Было бы странно сначала говорить, говорить, говорить об авторе, а потом – о его произведениях. И наоборот тоже как-то не выходит. Отсюда и структура книги. Ничего такого уж страшного и сложного.
Читать эту книгу можно было бы как «Хазарский словарь» Милорада Павича, в котором как будто отсутствует фабула, а сам текст представляет собой энциклопедические статьи. А можно как «Евгения Онегина», когда его перечитывают уже в зрелом возрасте – с любого места. Но вы уж попробуйте по старинке – с начала и до конца, отыскивая внутреннюю логику переходов.
Может быть, найдете.
Точка отсчета
Излюбленный писателями сюжет: случайная встреча, мимолетное столкновение с прохожим – и вся жизнь круто меняется. У каждого из нас есть такие «прохожие» – случайные модуляторы принятия решений. Незнакомые нам вершители наших судеб. Сколько народу осталось в живых, опоздав из-за случайной встречи или тривиального похмелья на работу 11 сентября 2001 года?
Тут можно процитировать самого Пелевина:
В одном [мире] нас ждет падающий из окна горшок с бегонией или несущийся из-за угла грузовик, в другом – благосклонная улыбка Незнакомки или толстый кошелек на краю тротуара, и все на одних и тех же улицах…
14 октября 1962 года американский самолет-разведчик с громким эстрадным именем U2 обнаружил на Кубе советские ракеты с ядерными боеголовками. Американцы потребовали, чтобы мы их убрали. Мы сначала вообще все отрицали, потом пошли в отказ. Начался Карибский кризис.
Пока по всем возможным каналам отчаянно шли переговоры, над островом уже пролилась кровь сбитого американского летчика. В этой обстановке любой неосторожный шаг мог привести к Третьей мировой.
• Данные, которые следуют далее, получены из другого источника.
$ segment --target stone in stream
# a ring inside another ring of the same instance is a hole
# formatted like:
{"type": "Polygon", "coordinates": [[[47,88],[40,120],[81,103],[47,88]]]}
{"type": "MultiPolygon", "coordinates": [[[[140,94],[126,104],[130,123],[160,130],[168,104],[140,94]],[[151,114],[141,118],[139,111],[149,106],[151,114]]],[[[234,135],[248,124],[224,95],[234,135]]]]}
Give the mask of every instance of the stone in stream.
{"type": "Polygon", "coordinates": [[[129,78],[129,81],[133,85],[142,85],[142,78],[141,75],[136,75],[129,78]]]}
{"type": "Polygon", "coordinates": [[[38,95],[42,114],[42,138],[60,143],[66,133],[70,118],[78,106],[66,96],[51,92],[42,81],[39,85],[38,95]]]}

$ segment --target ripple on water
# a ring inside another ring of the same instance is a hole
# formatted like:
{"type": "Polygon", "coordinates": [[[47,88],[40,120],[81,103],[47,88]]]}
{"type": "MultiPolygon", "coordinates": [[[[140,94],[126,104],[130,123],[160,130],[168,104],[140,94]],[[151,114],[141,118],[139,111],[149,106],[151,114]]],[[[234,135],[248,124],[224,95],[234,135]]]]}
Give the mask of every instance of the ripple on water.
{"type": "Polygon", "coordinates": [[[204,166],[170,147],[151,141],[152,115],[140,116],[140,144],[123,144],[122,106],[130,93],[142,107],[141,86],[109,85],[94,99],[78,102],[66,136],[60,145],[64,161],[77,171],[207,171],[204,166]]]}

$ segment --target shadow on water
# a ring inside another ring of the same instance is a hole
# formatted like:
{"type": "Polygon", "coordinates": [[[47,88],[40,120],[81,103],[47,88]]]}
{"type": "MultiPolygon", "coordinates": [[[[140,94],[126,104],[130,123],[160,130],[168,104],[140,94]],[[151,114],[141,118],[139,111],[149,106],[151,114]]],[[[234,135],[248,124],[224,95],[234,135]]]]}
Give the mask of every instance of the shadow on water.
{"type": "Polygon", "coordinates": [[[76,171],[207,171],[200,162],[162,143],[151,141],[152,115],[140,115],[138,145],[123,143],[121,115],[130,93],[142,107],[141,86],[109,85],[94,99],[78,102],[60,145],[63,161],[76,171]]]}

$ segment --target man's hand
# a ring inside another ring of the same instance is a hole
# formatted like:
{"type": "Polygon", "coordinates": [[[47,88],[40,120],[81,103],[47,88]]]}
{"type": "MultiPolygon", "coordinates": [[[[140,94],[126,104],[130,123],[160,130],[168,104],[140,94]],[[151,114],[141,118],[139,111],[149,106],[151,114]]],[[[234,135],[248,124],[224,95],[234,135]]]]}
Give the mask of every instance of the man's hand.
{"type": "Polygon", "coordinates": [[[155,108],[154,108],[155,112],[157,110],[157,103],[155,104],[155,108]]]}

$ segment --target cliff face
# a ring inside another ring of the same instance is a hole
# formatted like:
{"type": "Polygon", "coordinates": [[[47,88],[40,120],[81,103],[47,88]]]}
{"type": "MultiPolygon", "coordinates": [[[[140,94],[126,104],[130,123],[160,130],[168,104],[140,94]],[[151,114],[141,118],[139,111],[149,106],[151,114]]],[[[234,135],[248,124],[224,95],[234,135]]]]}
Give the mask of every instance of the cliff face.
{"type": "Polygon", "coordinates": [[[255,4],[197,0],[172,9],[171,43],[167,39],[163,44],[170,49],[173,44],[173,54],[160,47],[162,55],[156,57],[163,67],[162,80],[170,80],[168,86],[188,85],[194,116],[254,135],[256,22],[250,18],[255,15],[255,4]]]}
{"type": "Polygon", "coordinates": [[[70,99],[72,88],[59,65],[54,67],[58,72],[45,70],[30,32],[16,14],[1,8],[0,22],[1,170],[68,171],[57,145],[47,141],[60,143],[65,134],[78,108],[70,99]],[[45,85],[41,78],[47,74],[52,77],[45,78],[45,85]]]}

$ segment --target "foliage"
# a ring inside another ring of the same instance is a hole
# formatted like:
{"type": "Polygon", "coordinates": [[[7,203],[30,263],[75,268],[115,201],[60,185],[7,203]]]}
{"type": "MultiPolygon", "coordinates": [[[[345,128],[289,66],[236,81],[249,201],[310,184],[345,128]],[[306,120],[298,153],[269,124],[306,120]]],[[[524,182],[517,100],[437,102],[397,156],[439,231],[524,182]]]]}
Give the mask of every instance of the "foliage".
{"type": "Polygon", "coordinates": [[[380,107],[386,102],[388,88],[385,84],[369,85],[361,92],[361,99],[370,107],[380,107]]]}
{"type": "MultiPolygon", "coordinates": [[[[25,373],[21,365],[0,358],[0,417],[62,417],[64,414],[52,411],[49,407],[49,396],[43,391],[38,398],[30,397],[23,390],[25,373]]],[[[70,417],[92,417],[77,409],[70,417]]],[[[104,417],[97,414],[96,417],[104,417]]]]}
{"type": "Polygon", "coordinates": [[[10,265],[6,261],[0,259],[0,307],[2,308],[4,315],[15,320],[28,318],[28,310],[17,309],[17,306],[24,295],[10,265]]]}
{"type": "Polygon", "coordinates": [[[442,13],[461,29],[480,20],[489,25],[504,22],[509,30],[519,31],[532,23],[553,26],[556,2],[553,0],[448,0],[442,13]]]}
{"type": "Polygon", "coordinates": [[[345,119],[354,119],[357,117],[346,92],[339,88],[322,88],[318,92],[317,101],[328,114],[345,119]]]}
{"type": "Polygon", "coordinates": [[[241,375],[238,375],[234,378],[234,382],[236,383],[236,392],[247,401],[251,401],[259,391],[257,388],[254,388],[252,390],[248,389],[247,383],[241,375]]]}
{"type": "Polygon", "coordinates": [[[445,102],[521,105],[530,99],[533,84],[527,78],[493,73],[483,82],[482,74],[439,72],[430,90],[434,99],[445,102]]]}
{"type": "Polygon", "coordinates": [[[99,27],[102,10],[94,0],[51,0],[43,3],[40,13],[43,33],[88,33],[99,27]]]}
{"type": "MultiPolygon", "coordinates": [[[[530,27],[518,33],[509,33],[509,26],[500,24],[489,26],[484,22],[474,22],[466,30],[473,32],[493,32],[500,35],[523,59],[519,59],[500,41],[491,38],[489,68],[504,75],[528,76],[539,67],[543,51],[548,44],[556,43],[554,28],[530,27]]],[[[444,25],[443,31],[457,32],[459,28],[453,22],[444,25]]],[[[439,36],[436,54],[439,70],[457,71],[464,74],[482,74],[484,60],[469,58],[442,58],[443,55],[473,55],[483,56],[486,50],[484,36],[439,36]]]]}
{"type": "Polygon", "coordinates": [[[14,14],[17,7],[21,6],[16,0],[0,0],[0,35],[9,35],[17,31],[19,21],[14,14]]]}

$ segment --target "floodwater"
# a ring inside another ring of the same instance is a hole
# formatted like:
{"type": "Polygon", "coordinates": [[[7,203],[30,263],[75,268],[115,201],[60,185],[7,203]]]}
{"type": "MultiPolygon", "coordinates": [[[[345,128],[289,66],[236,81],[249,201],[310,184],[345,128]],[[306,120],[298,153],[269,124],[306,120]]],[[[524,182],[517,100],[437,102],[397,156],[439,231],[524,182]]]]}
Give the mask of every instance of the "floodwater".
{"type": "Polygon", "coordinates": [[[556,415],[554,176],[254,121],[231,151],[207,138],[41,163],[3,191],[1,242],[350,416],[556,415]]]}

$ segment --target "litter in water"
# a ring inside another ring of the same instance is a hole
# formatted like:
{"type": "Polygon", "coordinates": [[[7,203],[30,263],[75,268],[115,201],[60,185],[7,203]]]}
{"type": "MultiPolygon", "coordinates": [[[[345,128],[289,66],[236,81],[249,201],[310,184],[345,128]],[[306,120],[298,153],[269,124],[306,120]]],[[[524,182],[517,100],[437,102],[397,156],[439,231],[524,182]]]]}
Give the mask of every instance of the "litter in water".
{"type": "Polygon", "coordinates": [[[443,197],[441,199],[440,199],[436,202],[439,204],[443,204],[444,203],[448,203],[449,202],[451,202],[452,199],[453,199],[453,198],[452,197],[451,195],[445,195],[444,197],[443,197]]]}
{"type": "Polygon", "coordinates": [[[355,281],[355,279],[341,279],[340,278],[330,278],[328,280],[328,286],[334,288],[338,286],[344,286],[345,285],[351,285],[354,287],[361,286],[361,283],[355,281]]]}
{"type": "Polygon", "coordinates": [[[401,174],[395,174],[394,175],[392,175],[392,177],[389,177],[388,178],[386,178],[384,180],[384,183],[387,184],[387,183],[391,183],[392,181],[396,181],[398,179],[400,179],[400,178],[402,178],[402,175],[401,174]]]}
И тут группа из одиннадцати эсминцев ВМС США обстреливает нашу подлодку. Командир подлодки приказывает запустить ответную атомную торпеду. Капитан второго ранга Архипов, получив указание, говорит начальнику: «Погоди. Ну не пори горячку. Я все понимаю, но давай лучше ответим им: “Прекратите провокацию”».
Вместо ракеты идет сигнал. Сигнал принят. Американский самолет отзывают. Ядерное оружие не применяется. Вскоре кризис разрешается серией соглашений.
Позже станет понятно, что Карибский кризис был пиком холодной войны. Хуже уже не будет. Впереди только разрядка международной напряженности, перемежающаяся вялой руганью старых, надоевших друг другу родственников. Для миллионов людей Архипов оказался тем самым случайным прохожим.
А буквально через несколько недель в семье директора гастронома № 8 Зинаиды Ефремовой и преподавателя военной кафедры МГТУ им. Баумана Олега Пелевина родился сын.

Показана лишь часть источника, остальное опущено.